Radiology X-rays of the abdomen can show fetal skeletons after day 40 of pregnancy.

Therapeutic Recommendations

Vaginal swabs are done to determine the stage of Diestrus:

Day 6-10 of Diestrus treatment is initiated.
Prostaglandin F2-alpha (Lutalyse, Upjohn) 250mcg/kg SC q12h for 5 days
Perform ultrasound examination at day 28-30 to confirm termination of pregnancy.

Day 31 – 35 of Pregnancy
Bromocriptine (Parlodel®) 30 – 100 mcg/kg PO for 5 to 6 days
Use the lower dosage twice daily and the higher dosage once daily.

After day 35 a combination of Prostaglandin and Bromocriptine has been used effectively in termination of pregnancy.

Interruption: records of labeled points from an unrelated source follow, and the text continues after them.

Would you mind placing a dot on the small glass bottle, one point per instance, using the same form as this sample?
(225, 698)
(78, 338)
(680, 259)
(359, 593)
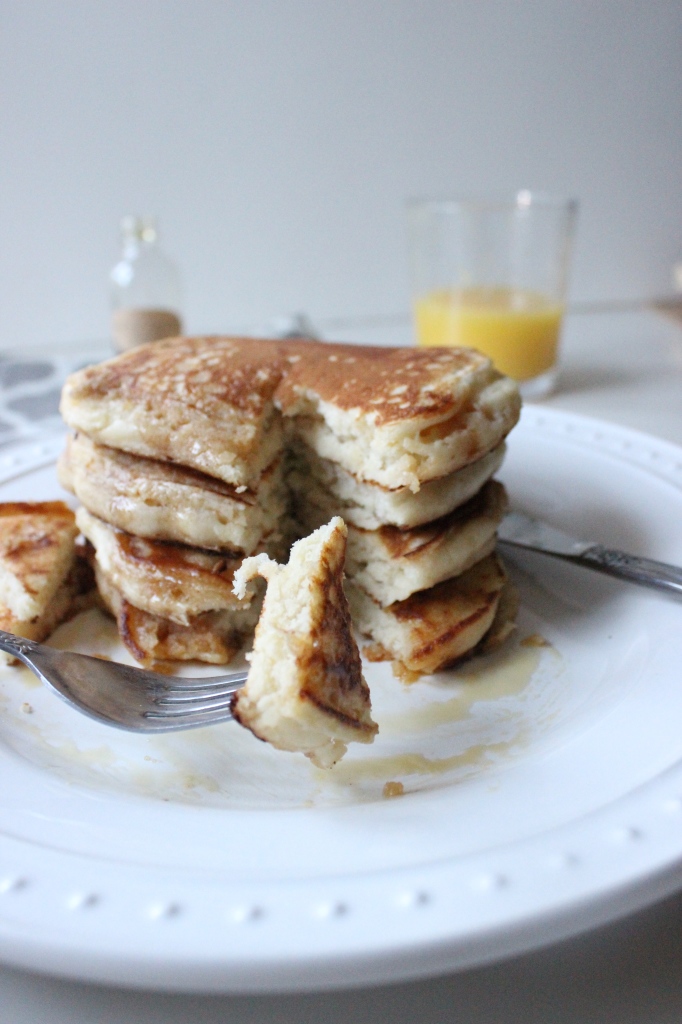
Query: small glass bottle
(145, 288)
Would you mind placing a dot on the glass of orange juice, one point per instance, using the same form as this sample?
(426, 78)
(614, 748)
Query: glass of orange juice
(491, 273)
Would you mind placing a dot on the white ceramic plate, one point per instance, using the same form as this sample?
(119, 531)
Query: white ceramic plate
(543, 786)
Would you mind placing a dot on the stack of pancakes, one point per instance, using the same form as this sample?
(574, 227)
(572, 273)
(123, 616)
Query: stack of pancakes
(194, 453)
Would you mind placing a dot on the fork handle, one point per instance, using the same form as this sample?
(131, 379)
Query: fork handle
(16, 646)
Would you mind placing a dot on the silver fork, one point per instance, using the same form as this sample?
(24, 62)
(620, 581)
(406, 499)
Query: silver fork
(127, 697)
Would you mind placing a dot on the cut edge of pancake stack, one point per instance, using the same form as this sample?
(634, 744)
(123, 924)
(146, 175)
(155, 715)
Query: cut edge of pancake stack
(186, 453)
(422, 577)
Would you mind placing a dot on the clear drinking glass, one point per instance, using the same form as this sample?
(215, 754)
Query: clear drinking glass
(491, 273)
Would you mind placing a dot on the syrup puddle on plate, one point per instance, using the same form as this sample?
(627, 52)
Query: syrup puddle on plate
(437, 731)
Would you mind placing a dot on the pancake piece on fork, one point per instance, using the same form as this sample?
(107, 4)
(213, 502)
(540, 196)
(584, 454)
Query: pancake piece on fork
(305, 689)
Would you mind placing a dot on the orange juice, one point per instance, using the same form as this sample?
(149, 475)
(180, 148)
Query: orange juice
(517, 329)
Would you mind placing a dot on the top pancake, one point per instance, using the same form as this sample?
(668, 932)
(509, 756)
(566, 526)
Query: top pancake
(203, 402)
(396, 417)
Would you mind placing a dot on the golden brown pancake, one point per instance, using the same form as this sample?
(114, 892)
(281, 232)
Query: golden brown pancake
(203, 402)
(171, 581)
(42, 580)
(397, 417)
(305, 689)
(164, 502)
(436, 627)
(371, 506)
(214, 637)
(390, 563)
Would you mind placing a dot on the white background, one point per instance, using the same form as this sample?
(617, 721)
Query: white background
(276, 140)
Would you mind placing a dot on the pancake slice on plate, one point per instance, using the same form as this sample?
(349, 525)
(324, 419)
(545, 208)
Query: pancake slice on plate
(42, 580)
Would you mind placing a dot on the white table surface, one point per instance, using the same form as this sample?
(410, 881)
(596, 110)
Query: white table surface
(623, 368)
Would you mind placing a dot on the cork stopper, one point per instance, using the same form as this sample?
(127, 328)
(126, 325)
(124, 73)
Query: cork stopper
(136, 327)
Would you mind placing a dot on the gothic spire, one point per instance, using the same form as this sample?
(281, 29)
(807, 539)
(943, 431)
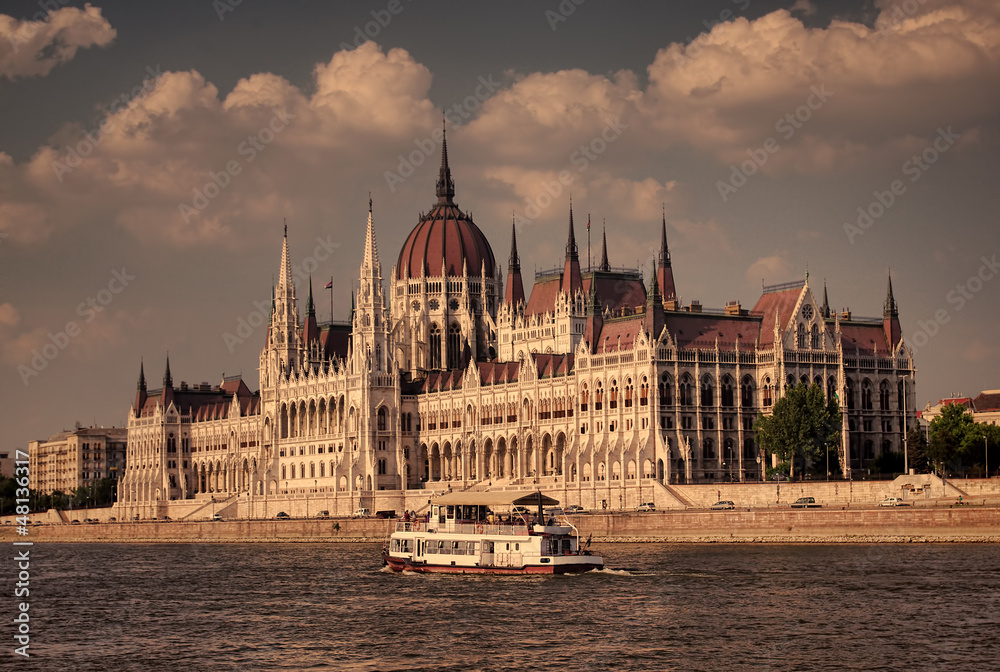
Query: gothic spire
(168, 380)
(310, 308)
(370, 261)
(605, 266)
(890, 310)
(572, 279)
(445, 185)
(664, 250)
(572, 253)
(515, 288)
(664, 271)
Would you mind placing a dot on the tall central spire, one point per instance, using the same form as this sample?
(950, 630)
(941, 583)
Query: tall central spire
(572, 253)
(664, 272)
(572, 280)
(370, 268)
(605, 265)
(515, 288)
(446, 185)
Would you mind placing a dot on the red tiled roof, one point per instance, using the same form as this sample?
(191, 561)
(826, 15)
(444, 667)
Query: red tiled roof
(618, 334)
(543, 295)
(616, 291)
(697, 330)
(863, 339)
(987, 401)
(775, 306)
(496, 373)
(550, 365)
(205, 405)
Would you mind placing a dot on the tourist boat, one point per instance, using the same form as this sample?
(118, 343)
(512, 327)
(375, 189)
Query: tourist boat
(473, 533)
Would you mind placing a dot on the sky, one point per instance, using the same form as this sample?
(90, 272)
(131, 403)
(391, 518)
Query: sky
(150, 154)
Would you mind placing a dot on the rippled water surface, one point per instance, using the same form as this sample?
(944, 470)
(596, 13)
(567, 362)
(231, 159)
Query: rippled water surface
(662, 607)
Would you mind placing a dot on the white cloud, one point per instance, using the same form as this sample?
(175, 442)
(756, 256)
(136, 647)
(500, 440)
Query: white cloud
(30, 48)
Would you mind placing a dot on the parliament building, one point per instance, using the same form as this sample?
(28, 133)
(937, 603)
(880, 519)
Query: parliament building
(600, 385)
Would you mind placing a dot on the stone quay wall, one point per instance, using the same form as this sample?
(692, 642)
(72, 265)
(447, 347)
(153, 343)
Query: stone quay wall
(825, 525)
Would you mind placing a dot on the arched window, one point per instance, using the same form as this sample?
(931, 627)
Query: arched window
(726, 398)
(707, 392)
(435, 346)
(686, 393)
(666, 390)
(454, 346)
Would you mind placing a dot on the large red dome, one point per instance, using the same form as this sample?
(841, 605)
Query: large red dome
(445, 233)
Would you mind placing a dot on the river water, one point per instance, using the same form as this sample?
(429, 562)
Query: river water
(660, 607)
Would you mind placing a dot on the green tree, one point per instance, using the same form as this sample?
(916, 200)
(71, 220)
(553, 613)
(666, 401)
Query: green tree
(948, 432)
(802, 425)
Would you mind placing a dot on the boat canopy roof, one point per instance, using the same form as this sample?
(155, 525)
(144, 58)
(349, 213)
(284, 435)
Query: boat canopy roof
(495, 498)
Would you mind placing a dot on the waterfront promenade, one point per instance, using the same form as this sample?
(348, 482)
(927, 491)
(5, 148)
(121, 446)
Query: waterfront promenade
(941, 523)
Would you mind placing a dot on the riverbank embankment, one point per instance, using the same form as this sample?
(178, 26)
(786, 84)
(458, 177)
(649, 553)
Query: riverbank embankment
(825, 525)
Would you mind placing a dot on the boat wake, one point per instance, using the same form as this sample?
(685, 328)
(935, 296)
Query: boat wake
(612, 572)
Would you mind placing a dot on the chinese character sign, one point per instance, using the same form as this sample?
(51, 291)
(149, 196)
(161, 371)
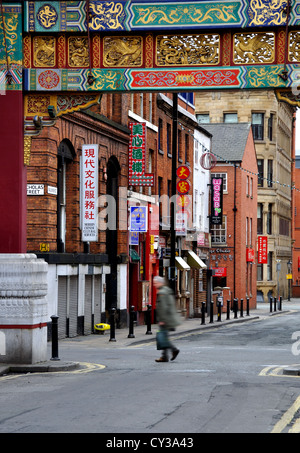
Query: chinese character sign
(262, 250)
(137, 147)
(89, 192)
(216, 201)
(138, 219)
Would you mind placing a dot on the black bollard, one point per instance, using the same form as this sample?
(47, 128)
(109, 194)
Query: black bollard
(54, 338)
(203, 313)
(211, 312)
(112, 325)
(149, 320)
(219, 311)
(131, 320)
(271, 304)
(235, 307)
(228, 309)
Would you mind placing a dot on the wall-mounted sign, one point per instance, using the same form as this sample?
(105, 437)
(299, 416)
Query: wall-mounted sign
(138, 219)
(183, 187)
(250, 255)
(262, 256)
(35, 189)
(133, 238)
(183, 172)
(52, 190)
(216, 201)
(137, 158)
(219, 271)
(89, 192)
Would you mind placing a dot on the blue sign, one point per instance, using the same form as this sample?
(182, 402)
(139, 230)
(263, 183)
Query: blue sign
(138, 219)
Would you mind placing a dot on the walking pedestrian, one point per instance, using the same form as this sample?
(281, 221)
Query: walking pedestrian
(167, 316)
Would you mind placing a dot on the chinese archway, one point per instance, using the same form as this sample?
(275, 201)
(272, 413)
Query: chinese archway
(59, 56)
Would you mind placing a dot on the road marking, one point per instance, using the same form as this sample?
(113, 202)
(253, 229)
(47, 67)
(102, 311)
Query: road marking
(87, 368)
(276, 370)
(287, 418)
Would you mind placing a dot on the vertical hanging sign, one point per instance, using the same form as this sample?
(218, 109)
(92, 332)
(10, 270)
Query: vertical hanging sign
(89, 193)
(216, 201)
(137, 150)
(262, 255)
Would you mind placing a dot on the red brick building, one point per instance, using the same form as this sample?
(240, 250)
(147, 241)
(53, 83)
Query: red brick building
(233, 254)
(86, 279)
(294, 269)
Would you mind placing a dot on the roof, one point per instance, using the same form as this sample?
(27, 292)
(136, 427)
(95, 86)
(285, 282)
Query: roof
(228, 140)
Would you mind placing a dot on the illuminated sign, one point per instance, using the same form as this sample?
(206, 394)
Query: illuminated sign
(262, 250)
(216, 201)
(137, 150)
(89, 192)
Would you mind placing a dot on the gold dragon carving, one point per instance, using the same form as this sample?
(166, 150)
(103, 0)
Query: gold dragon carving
(187, 49)
(254, 48)
(122, 51)
(78, 51)
(44, 51)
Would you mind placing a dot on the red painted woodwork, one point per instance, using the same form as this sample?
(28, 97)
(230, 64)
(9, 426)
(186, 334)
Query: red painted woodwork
(12, 174)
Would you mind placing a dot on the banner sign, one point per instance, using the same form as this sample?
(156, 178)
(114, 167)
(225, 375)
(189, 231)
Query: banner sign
(216, 201)
(262, 250)
(138, 219)
(89, 193)
(137, 150)
(249, 255)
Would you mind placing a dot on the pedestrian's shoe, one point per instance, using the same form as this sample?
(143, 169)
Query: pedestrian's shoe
(175, 354)
(162, 359)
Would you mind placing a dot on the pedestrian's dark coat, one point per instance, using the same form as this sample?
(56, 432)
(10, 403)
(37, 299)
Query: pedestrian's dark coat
(166, 308)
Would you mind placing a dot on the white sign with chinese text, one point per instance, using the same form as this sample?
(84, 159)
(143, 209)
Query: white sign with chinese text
(89, 193)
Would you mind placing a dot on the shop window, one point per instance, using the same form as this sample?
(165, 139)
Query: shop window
(260, 165)
(230, 118)
(203, 118)
(258, 126)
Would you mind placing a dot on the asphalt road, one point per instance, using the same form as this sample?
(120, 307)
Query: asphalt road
(225, 380)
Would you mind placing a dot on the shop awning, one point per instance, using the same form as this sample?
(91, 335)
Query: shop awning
(135, 257)
(181, 264)
(194, 261)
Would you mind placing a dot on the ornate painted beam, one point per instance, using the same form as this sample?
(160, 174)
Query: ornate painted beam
(141, 15)
(165, 45)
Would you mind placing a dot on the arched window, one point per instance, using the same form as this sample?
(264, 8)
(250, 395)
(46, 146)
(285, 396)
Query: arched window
(65, 156)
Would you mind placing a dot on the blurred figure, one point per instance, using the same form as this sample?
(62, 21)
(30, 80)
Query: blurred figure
(166, 315)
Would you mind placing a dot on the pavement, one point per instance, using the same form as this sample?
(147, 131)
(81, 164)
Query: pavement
(123, 338)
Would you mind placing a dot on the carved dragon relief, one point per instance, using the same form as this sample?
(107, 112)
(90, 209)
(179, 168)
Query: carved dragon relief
(252, 48)
(187, 50)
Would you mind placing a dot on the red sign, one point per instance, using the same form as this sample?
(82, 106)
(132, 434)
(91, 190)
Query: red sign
(183, 187)
(219, 271)
(183, 172)
(262, 249)
(249, 255)
(183, 201)
(137, 150)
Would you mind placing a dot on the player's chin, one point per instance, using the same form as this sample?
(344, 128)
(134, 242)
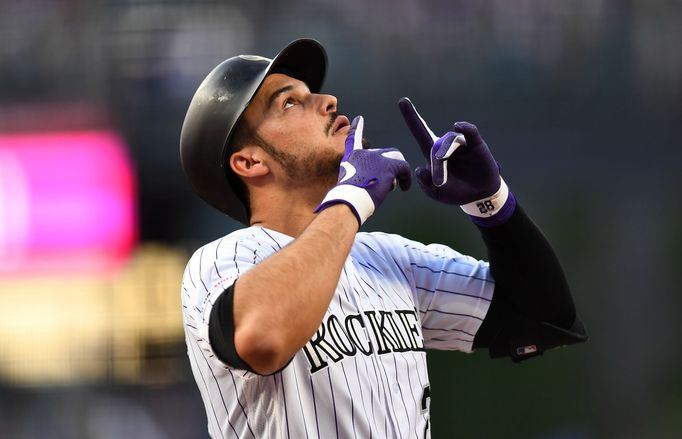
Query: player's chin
(365, 143)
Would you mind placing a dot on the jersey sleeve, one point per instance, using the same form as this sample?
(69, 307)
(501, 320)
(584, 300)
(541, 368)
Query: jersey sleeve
(209, 273)
(452, 291)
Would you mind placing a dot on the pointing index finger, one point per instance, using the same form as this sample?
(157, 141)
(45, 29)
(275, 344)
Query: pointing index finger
(420, 130)
(355, 132)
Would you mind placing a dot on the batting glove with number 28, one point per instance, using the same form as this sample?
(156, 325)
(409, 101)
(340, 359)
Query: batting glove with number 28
(366, 176)
(460, 169)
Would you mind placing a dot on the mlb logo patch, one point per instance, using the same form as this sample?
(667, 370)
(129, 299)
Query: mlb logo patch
(525, 350)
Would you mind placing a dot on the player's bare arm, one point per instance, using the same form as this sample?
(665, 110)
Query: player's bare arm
(284, 288)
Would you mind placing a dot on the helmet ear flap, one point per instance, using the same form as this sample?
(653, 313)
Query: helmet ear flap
(217, 107)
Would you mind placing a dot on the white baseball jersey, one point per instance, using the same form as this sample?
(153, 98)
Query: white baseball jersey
(363, 374)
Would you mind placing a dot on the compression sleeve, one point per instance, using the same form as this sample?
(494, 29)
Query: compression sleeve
(532, 308)
(221, 330)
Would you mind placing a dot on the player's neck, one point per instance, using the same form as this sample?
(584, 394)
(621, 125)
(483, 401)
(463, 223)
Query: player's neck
(286, 211)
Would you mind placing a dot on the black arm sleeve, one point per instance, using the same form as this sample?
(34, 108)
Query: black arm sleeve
(532, 309)
(221, 330)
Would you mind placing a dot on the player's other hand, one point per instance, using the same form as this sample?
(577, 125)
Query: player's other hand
(459, 167)
(366, 176)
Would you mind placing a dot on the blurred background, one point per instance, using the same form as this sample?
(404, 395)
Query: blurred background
(578, 99)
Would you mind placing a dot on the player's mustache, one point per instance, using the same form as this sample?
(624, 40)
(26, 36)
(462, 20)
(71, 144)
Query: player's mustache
(332, 119)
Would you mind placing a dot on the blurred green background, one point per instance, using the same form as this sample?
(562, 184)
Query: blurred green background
(579, 101)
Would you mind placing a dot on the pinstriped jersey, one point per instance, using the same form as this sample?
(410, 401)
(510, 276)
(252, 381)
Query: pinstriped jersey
(363, 374)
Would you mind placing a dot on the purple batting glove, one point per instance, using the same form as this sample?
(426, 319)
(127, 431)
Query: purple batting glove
(366, 176)
(460, 169)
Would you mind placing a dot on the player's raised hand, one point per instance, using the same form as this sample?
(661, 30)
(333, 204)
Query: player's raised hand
(459, 167)
(366, 176)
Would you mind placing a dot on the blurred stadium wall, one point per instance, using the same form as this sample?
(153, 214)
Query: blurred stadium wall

In animals that have an advanced pregnancy – after 35 days – the emotional impact on the pet as well as your family should be considered. Hospitalization may be recommended for the next five to seven days to avoid this problem. These medications have short but pronounced secondary sided effects which consist of panting, drooling, hypersalivation, vomiting and diarrhea as well as the uterine contractions. We recommend ovariohysterectomy in all pets not to be used for breeding. These medications will typically shorten the normal time between heat cycles. Therefore you can expect your pet to come back into heat within the next 60 to 90 days.

If not hospitalized during this process we will need you to return to the hospital to confirm that the pregnancy has terminated with ultrasound or radiographic evaluation. Discharge from the uterus, not eating, vomiting, diarrhea, high fever.


Reproduction Test



  1. Please describe how sperm gets from the testicles into the penis.
  2. Please describe what a “tie” is and what we tell our clients when their pet is “tied” to another animal?
  3. There is a recent test for the presence of progesterone in dogs – will it be used for pregnancy determination and why?
  4. A client’s cat will not go out of heat. Can you explain this?
  5. How can the male dog’s penis be used for both waste elimination and sperm deposition when urine is toxic to sperm?
  6. If a female dog in heat just stopped bleeding, is she still in heat?
  7. What can a vaginal swab show us?
  8. What is the therapeutic protocol for a cat that is aborting?